Perché l’Employee Experience è strategica per il futuro dell’impresa

A cura di Nadia Anzani

Nell’era social i dipendenti pesano allo stesso modo dei clienti sulla reputazione di un’azienda. Per questo vanno messi al centro delle strategie di business. Perché un lavoratore soddisfatto, lavora meglio, produce di più e attrae altri talenti.

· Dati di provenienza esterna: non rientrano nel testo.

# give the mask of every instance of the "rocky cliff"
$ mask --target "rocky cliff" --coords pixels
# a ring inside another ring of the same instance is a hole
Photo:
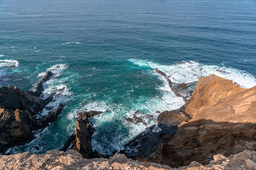
[[[187,97],[180,94],[186,94],[182,90],[188,85],[175,85],[164,73],[156,71],[168,81],[172,91],[186,101]],[[1,155],[0,168],[256,169],[255,103],[256,87],[243,89],[231,80],[211,75],[200,78],[184,106],[161,113],[157,125],[124,146],[125,150],[120,153],[126,156],[116,153],[109,159],[100,158],[102,155],[92,150],[90,138],[94,130],[89,118],[100,113],[91,111],[78,115],[76,131],[63,148],[67,152]],[[16,110],[13,113],[14,125],[22,122],[19,124],[20,130],[29,129],[27,112]],[[143,123],[134,114],[127,120]]]
[[[52,101],[54,92],[47,99],[40,97],[43,83],[51,78],[47,71],[40,81],[35,92],[25,91],[14,87],[0,87],[0,153],[10,147],[24,145],[33,138],[32,131],[42,129],[56,120],[63,105],[39,120],[34,117]]]

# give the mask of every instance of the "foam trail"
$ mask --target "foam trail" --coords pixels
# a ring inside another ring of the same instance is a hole
[[[65,43],[62,43],[61,45],[69,45],[69,44],[81,44],[80,42],[67,42]]]
[[[0,68],[1,67],[17,67],[19,66],[19,62],[12,59],[0,60]]]
[[[214,74],[226,79],[232,80],[243,88],[251,88],[256,85],[255,78],[249,73],[230,67],[216,65],[205,65],[195,61],[182,61],[173,65],[161,65],[139,59],[129,59],[133,64],[148,69],[158,68],[175,83],[198,81],[202,76]]]

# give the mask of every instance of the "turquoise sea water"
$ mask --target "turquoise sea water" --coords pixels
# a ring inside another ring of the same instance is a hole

Da sempre imprenditori e manager hanno messo il cliente al centro delle loro strategie, preoccupandosi che fosse prima di tutto soddisfatto, che avesse un buon servizio pre e post vendita, che vivesse una buona esperienza di acquisto, perché si sa: un cliente soddisfatto costituisce la miglior pubblicità per un’azienda di qualsiasi settore, che offra prodotti o servizi b2b piuttosto che b2c. Oggi tutto questo vale ancora, ma non basta. Una è la domanda che molti esperti nella gestione del cambiamento si sono fatti in questa difficile e sfidante ripartenza: come può un’azienda fare della soddisfazione del cliente una delle leve principali della sua crescita se non ha al suo interno personale soddisfatto? Là dove per soddisfazione si intende coinvolgimento, condivisione di obiettivi, formazione, fidelizzazione.
Già perché, in base a quanto evidenziato da numerose ricerche sul tema quando un’azienda ha una forza lavoro altamente coinvolta, registra un aumento del 20% delle vendite e le valutazioni positive dei clienti lievitano del 10% rispetto a una forza lavoro non coinvolta. Non solo: garantire che i dipendenti attuali e potenziali vedano positivamente l’attività dell’azienda è fondamentale anche per attrarre nuovi talenti e per la produttività complessiva. «Le organizzazioni di qualsiasi dimensione vengono infatti giudicate dai lavoratori e dal mercato in base alla loro cultura, ai vantaggi e all’esperienza del personale, così come alla retribuzione e alle opportunità di avanzamento di carriera», spiega Davide Boati, Executive director Hunters Group, società di recruiting. «E visto il peso dei social nell’opinione pubblica e il numero crescente di siti Web dedicati alle recensioni dei datori di lavoro, una buona opinione dei dipendenti potrebbe fare la differenza tra chi sceglie una determinata azienda rispetto a quella dei concorrenti. Ma non è sufficiente assumere dipendenti di talento, l’importante poi, è trattenerli». Un recente studio condotto dalla società di ricerca Gartner su un campione di oltre 30.000 persone in tutto il mondo, conferma infatti che un dipendente molto impegnato e coinvolto ha l’87% in meno di probabilità di lasciare il lavoro rispetto a colleghi che non lo sono. Un aspetto da non sottovalutare, tenuto conto anche dei costi di assunzione, inserimento e formazione di nuovo personale. Insomma, mettere la forza lavoro al primo posto non è solo la cosa giusta da fare, ma ha senso pure per gli affari.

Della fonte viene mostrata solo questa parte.